ABD, Fransa ve Almanya'nın da aralarında bulunduğu 10 ülkenin büyükelçileri, Türkiye'de yargı süreci devam eden Osman Kavala davasına yönelik bir bildiri yayınladı. Bildiri üzerine çıkan kriz, diplomatik yollarla kısa sürede çözüldü.

ABD, Fransa ve Almanya’nın da aralarında bulunduğu 10 ülkenin büyükelçileri, Türkiye’de yargı süreci devam eden Osman Kavala davasına yönelik bir bildiri yayınladı. Bildiri üzerine çıkan kriz, diplomatik yollarla kısa sürede çözüldü.

 

Büyükelçiler, 18 Ekim’de yayınladıkları bildiride, Türkiye’de yargı süreci devam eden Osman Kavala’nın serbest bırakılmasını istemişlerdi.

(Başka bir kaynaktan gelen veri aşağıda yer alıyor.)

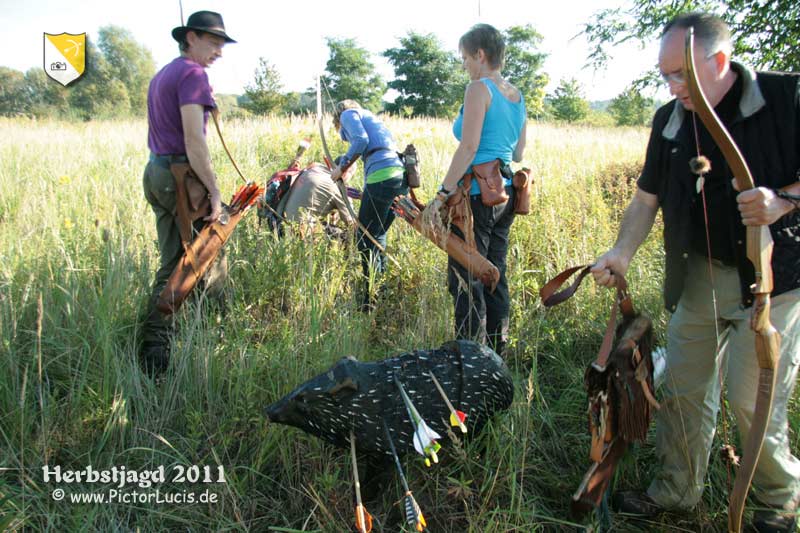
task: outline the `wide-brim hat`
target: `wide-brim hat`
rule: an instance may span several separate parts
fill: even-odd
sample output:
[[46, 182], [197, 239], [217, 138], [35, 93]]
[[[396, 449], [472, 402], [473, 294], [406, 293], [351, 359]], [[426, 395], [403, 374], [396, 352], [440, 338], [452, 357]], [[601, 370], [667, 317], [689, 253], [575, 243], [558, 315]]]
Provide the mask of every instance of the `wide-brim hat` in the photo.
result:
[[202, 31], [222, 37], [226, 43], [235, 43], [227, 33], [225, 33], [225, 23], [222, 22], [222, 15], [213, 11], [198, 11], [189, 15], [186, 26], [178, 26], [172, 30], [172, 38], [178, 42], [184, 40], [186, 32], [189, 30]]

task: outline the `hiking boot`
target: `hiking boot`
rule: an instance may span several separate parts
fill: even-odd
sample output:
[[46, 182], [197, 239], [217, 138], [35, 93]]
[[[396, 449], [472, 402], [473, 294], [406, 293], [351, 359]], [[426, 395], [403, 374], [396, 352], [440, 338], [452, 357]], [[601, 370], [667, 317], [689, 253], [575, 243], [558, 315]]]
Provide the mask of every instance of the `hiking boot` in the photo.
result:
[[794, 533], [797, 530], [797, 514], [782, 509], [755, 511], [753, 529], [758, 533]]
[[652, 517], [664, 512], [664, 508], [654, 502], [644, 491], [629, 490], [615, 492], [611, 507], [618, 513]]

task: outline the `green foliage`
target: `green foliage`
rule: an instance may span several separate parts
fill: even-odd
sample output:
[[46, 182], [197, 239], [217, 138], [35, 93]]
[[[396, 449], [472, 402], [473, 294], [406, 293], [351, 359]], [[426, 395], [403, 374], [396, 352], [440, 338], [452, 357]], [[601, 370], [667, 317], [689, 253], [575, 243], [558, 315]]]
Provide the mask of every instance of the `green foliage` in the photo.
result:
[[278, 69], [260, 57], [252, 83], [244, 88], [241, 106], [257, 115], [279, 111], [287, 102], [287, 97], [281, 93], [281, 87]]
[[655, 102], [629, 87], [611, 101], [608, 111], [617, 126], [645, 126], [652, 120]]
[[126, 86], [113, 78], [113, 67], [86, 37], [86, 70], [80, 80], [67, 91], [70, 108], [84, 119], [108, 118], [130, 113], [130, 97]]
[[317, 95], [315, 89], [303, 92], [293, 91], [286, 93], [286, 102], [283, 111], [290, 115], [303, 115], [315, 113], [317, 109]]
[[13, 68], [0, 66], [0, 115], [13, 117], [28, 111], [25, 75]]
[[83, 76], [63, 87], [39, 67], [24, 75], [0, 67], [0, 115], [79, 117], [84, 120], [143, 115], [155, 73], [150, 51], [118, 26], [100, 28], [98, 44], [86, 38]]
[[145, 113], [147, 89], [156, 72], [153, 54], [136, 42], [130, 31], [113, 25], [100, 28], [97, 46], [107, 65], [107, 83], [112, 86], [113, 94], [109, 97], [122, 97], [123, 91], [113, 87], [118, 85], [116, 81], [125, 88], [130, 111], [137, 115]]
[[542, 36], [530, 24], [511, 26], [503, 33], [506, 41], [503, 75], [522, 91], [528, 116], [539, 118], [544, 114], [544, 88], [550, 81], [541, 72], [547, 58], [547, 54], [539, 51]]
[[386, 84], [375, 72], [370, 53], [355, 39], [327, 38], [330, 56], [323, 76], [325, 87], [334, 101], [351, 98], [362, 107], [380, 111]]
[[567, 122], [581, 120], [589, 112], [589, 102], [583, 98], [580, 83], [574, 78], [563, 79], [549, 99], [553, 117]]
[[447, 117], [461, 104], [469, 81], [451, 52], [435, 35], [413, 31], [400, 38], [400, 46], [383, 53], [394, 67], [389, 88], [400, 94], [386, 110], [404, 116]]
[[800, 3], [796, 0], [633, 0], [630, 7], [598, 11], [583, 26], [594, 46], [589, 59], [602, 66], [615, 45], [657, 39], [675, 15], [707, 11], [722, 17], [731, 27], [734, 57], [757, 68], [800, 69]]

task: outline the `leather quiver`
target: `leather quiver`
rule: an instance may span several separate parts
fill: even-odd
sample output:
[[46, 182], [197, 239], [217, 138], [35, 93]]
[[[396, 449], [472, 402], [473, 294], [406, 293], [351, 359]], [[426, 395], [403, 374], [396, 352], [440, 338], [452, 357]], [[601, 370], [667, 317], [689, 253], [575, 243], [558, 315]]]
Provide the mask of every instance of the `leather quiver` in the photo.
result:
[[521, 168], [511, 178], [514, 186], [514, 213], [527, 215], [531, 212], [531, 170]]
[[211, 200], [208, 198], [208, 189], [189, 163], [171, 163], [169, 170], [175, 178], [178, 231], [181, 241], [186, 245], [192, 240], [192, 223], [211, 213]]
[[180, 262], [158, 295], [156, 307], [159, 311], [169, 315], [178, 310], [192, 289], [211, 268], [243, 214], [242, 211], [231, 214], [226, 224], [222, 224], [219, 220], [206, 224], [191, 244], [186, 246]]
[[[469, 185], [469, 176], [478, 180], [478, 188], [481, 190], [481, 202], [488, 207], [508, 201], [505, 180], [500, 172], [500, 163], [499, 159], [494, 159], [480, 165], [472, 165], [472, 172], [467, 174], [464, 179], [465, 186]], [[467, 190], [469, 190], [468, 187]]]

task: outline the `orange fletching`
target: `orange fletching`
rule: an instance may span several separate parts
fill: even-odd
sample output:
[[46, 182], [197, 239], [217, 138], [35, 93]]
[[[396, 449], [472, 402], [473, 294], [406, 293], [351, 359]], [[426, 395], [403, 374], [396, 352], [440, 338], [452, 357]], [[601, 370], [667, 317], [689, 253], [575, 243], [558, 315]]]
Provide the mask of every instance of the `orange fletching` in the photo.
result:
[[372, 515], [363, 505], [356, 506], [356, 529], [361, 533], [372, 531]]

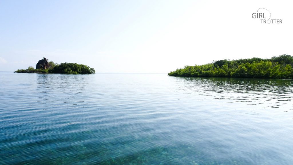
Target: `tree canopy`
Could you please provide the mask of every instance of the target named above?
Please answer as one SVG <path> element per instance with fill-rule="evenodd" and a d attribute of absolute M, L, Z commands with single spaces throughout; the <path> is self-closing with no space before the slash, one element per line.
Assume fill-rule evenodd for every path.
<path fill-rule="evenodd" d="M 44 58 L 45 59 L 45 58 Z M 83 64 L 68 63 L 59 64 L 52 61 L 48 62 L 48 63 L 50 66 L 49 68 L 42 69 L 40 67 L 38 69 L 35 69 L 32 66 L 29 66 L 26 69 L 18 69 L 14 72 L 70 74 L 90 74 L 96 73 L 94 68 Z"/>
<path fill-rule="evenodd" d="M 171 76 L 251 78 L 293 78 L 293 56 L 287 54 L 270 59 L 260 58 L 222 60 L 202 65 L 185 66 Z"/>

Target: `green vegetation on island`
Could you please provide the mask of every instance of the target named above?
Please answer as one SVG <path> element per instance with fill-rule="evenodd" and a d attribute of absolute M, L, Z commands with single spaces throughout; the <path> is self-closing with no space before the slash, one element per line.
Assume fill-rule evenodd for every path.
<path fill-rule="evenodd" d="M 38 61 L 36 69 L 29 66 L 26 69 L 18 69 L 16 73 L 67 73 L 70 74 L 91 74 L 96 71 L 88 66 L 76 63 L 65 63 L 58 64 L 49 61 L 44 57 Z"/>
<path fill-rule="evenodd" d="M 293 78 L 293 56 L 287 54 L 270 59 L 222 60 L 202 65 L 185 66 L 170 72 L 171 76 L 250 78 Z"/>

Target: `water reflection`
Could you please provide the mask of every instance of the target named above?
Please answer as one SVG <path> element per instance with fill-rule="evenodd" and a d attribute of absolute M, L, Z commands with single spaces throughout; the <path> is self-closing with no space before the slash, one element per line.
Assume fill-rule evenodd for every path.
<path fill-rule="evenodd" d="M 269 102 L 270 104 L 265 104 L 262 107 L 278 108 L 293 100 L 293 80 L 291 79 L 176 78 L 176 89 L 178 90 L 193 95 L 210 96 L 228 103 L 242 102 L 257 105 Z"/>

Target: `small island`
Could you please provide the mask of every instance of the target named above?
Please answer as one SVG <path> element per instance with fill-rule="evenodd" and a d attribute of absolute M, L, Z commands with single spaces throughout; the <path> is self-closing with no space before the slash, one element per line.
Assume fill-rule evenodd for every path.
<path fill-rule="evenodd" d="M 222 60 L 202 65 L 185 66 L 168 74 L 175 76 L 292 78 L 293 56 L 287 54 L 270 59 Z"/>
<path fill-rule="evenodd" d="M 18 69 L 15 73 L 91 74 L 96 73 L 93 68 L 76 63 L 65 63 L 58 64 L 44 57 L 37 63 L 36 69 L 29 66 L 26 69 Z"/>

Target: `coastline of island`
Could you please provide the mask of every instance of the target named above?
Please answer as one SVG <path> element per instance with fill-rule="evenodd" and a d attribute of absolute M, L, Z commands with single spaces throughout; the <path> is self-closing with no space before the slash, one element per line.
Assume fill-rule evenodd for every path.
<path fill-rule="evenodd" d="M 58 64 L 44 57 L 38 61 L 36 69 L 29 66 L 26 69 L 18 69 L 15 73 L 92 74 L 96 73 L 93 68 L 83 64 L 69 63 Z"/>
<path fill-rule="evenodd" d="M 185 65 L 171 72 L 173 76 L 292 78 L 293 56 L 287 54 L 270 59 L 254 58 L 214 61 L 201 65 Z"/>

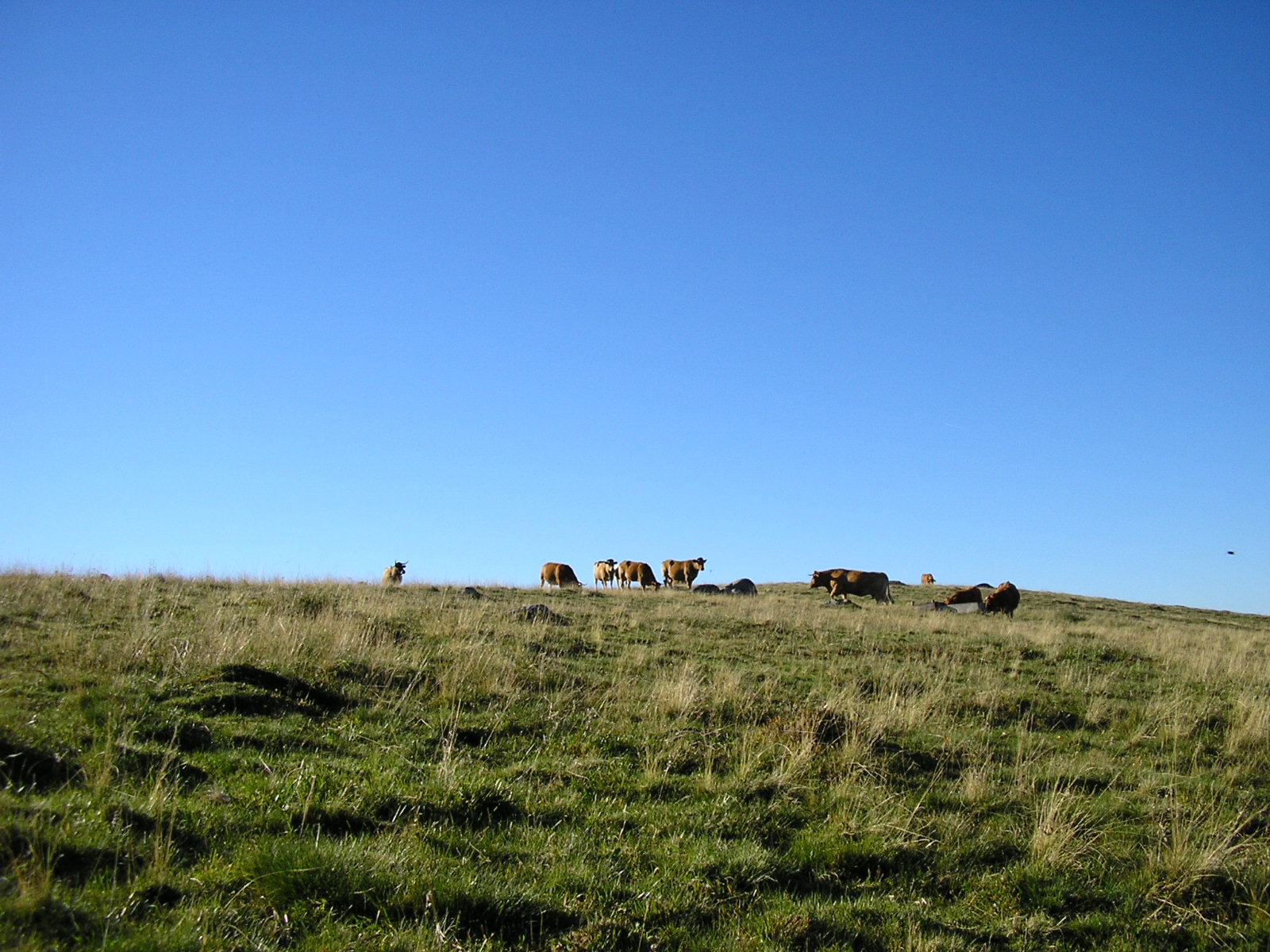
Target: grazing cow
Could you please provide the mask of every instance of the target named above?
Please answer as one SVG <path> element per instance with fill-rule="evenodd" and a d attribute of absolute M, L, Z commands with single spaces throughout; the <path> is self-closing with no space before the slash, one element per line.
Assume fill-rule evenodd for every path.
<path fill-rule="evenodd" d="M 546 585 L 551 588 L 556 585 L 564 588 L 565 585 L 570 588 L 582 588 L 582 583 L 578 581 L 578 576 L 573 574 L 570 569 L 564 562 L 547 562 L 542 566 L 542 571 L 538 572 L 538 588 Z"/>
<path fill-rule="evenodd" d="M 606 589 L 613 584 L 617 579 L 617 561 L 613 559 L 606 559 L 602 562 L 596 562 L 596 588 L 598 589 L 603 585 Z"/>
<path fill-rule="evenodd" d="M 886 572 L 860 572 L 853 569 L 826 569 L 812 572 L 812 588 L 828 589 L 829 598 L 871 595 L 874 602 L 890 604 L 890 579 Z"/>
<path fill-rule="evenodd" d="M 944 604 L 946 605 L 968 605 L 970 603 L 983 604 L 983 593 L 978 585 L 972 585 L 968 589 L 958 589 L 944 599 Z"/>
<path fill-rule="evenodd" d="M 1011 618 L 1015 617 L 1016 608 L 1019 608 L 1019 589 L 1011 581 L 997 585 L 983 604 L 984 612 L 1005 612 Z"/>
<path fill-rule="evenodd" d="M 697 572 L 705 570 L 705 559 L 688 559 L 685 562 L 674 559 L 667 559 L 662 562 L 662 581 L 665 583 L 667 588 L 674 588 L 674 583 L 682 581 L 691 589 L 692 580 L 697 578 Z"/>
<path fill-rule="evenodd" d="M 653 566 L 648 562 L 631 562 L 624 561 L 617 565 L 617 584 L 624 589 L 629 589 L 632 581 L 638 581 L 640 589 L 662 588 L 662 583 L 657 580 L 657 575 L 653 572 Z"/>

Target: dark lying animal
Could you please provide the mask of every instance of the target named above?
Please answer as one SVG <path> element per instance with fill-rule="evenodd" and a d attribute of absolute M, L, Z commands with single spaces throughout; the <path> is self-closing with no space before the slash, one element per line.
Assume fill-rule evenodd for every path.
<path fill-rule="evenodd" d="M 812 588 L 828 589 L 829 598 L 870 595 L 879 604 L 890 603 L 890 579 L 886 572 L 860 572 L 855 569 L 826 569 L 812 572 Z"/>
<path fill-rule="evenodd" d="M 1005 612 L 1011 618 L 1015 617 L 1016 608 L 1019 608 L 1019 589 L 1011 581 L 997 585 L 988 595 L 988 600 L 983 603 L 984 612 Z"/>
<path fill-rule="evenodd" d="M 978 585 L 972 585 L 968 589 L 959 589 L 944 599 L 946 605 L 964 605 L 974 602 L 975 604 L 983 604 L 983 593 L 979 592 Z"/>

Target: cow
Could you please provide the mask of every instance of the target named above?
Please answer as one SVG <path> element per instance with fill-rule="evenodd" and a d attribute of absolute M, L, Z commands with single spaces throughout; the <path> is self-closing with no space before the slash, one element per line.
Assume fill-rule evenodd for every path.
<path fill-rule="evenodd" d="M 983 603 L 984 612 L 1005 612 L 1011 618 L 1015 617 L 1016 608 L 1019 608 L 1019 589 L 1011 581 L 997 585 Z"/>
<path fill-rule="evenodd" d="M 613 559 L 606 559 L 602 562 L 596 562 L 596 588 L 598 589 L 603 585 L 606 589 L 613 584 L 617 579 L 617 561 Z"/>
<path fill-rule="evenodd" d="M 871 595 L 874 602 L 890 604 L 890 579 L 886 572 L 861 572 L 855 569 L 826 569 L 812 572 L 812 588 L 828 589 L 829 598 Z"/>
<path fill-rule="evenodd" d="M 542 566 L 542 571 L 538 572 L 538 588 L 546 585 L 551 588 L 556 585 L 564 588 L 569 585 L 570 588 L 582 588 L 582 583 L 578 581 L 578 576 L 573 574 L 570 569 L 564 562 L 547 562 Z"/>
<path fill-rule="evenodd" d="M 978 585 L 972 585 L 968 589 L 958 589 L 944 599 L 944 604 L 946 605 L 968 605 L 970 603 L 983 604 L 983 593 Z"/>
<path fill-rule="evenodd" d="M 649 586 L 654 589 L 662 588 L 662 583 L 657 580 L 657 575 L 653 572 L 653 566 L 648 562 L 618 562 L 617 584 L 624 589 L 629 589 L 632 581 L 638 581 L 640 589 Z"/>
<path fill-rule="evenodd" d="M 705 559 L 688 559 L 685 562 L 674 559 L 667 559 L 662 562 L 662 581 L 665 583 L 667 588 L 674 588 L 674 583 L 682 581 L 691 589 L 692 580 L 697 578 L 697 572 L 704 571 L 705 567 Z"/>

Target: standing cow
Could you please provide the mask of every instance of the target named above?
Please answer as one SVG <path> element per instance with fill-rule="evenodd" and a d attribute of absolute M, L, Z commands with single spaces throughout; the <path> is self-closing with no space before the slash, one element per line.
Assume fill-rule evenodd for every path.
<path fill-rule="evenodd" d="M 632 562 L 630 560 L 618 562 L 617 584 L 624 589 L 629 589 L 631 583 L 635 581 L 639 583 L 641 590 L 646 588 L 662 588 L 662 584 L 657 580 L 657 575 L 653 572 L 653 566 L 648 562 Z"/>
<path fill-rule="evenodd" d="M 886 572 L 861 572 L 855 569 L 826 569 L 812 572 L 812 588 L 828 589 L 829 598 L 870 595 L 879 604 L 890 604 L 890 579 Z"/>
<path fill-rule="evenodd" d="M 1003 581 L 997 585 L 983 604 L 984 612 L 1005 612 L 1011 618 L 1015 617 L 1016 608 L 1019 608 L 1019 589 L 1015 588 L 1012 581 Z"/>
<path fill-rule="evenodd" d="M 573 569 L 570 569 L 564 562 L 547 562 L 542 566 L 542 571 L 538 572 L 538 588 L 546 585 L 551 588 L 556 585 L 558 588 L 583 588 L 583 584 L 578 581 L 578 576 L 574 575 Z"/>
<path fill-rule="evenodd" d="M 697 578 L 697 574 L 704 571 L 705 567 L 705 559 L 690 559 L 683 562 L 674 559 L 667 559 L 662 562 L 662 581 L 665 583 L 667 588 L 674 588 L 674 583 L 682 581 L 691 589 L 692 580 Z"/>
<path fill-rule="evenodd" d="M 596 588 L 603 585 L 606 589 L 617 579 L 617 560 L 606 559 L 596 562 Z"/>

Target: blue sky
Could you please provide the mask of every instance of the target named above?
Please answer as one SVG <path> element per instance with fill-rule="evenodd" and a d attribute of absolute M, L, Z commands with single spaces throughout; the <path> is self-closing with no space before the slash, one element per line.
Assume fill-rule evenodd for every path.
<path fill-rule="evenodd" d="M 0 565 L 1270 613 L 1267 50 L 1238 1 L 0 3 Z"/>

Alman Süddeutsche Zeitung gazetesinde yer alan bir ifadeye göre 10 diplomatın ortaklaşa yaptığı açıklama “alışıldık değil.” Nitekim Türkiye de en üst düzeyde diplomatik temayülleri hiçe sayan bu alışılmadık çıkışa, diplomatik bir adımla, hukuki çizgide ancak siyasi mesajı açık bir tepki verdi: Türkiye, ilgili ülkelerin büyükelçileri üzerinden içişlerine müdahaleyi kabul etmeyeceğini güçlü şekilde vurguladı.

“İstenmeyen adam” tepkisi

Diplomatik tepki araçlarından biri olan “persona non grata” uygulaması ülkelerin milli çıkarları, kırmızı çizgilerini ihlal ve egemenliklerine müdahale edildiğini düşündükleri durumlarda yabancı kişilere karşı uygulanıyor. Bu mekanizma daha çok bir ülkede ikamet eden diplomatik temsilciler için geçerli olsa da ülke dışındaki sivil kişilere karşı da kullanıldığı oluyor. Nitekim 2002 yılında “Söylenmesi Gereken” şiirinde İran’la İsrail’i mukayese ettiği için Nobel ödüllü Alman yazar Günter Grass, İsrail tarafından istenmeyen adam ilan edilmişti.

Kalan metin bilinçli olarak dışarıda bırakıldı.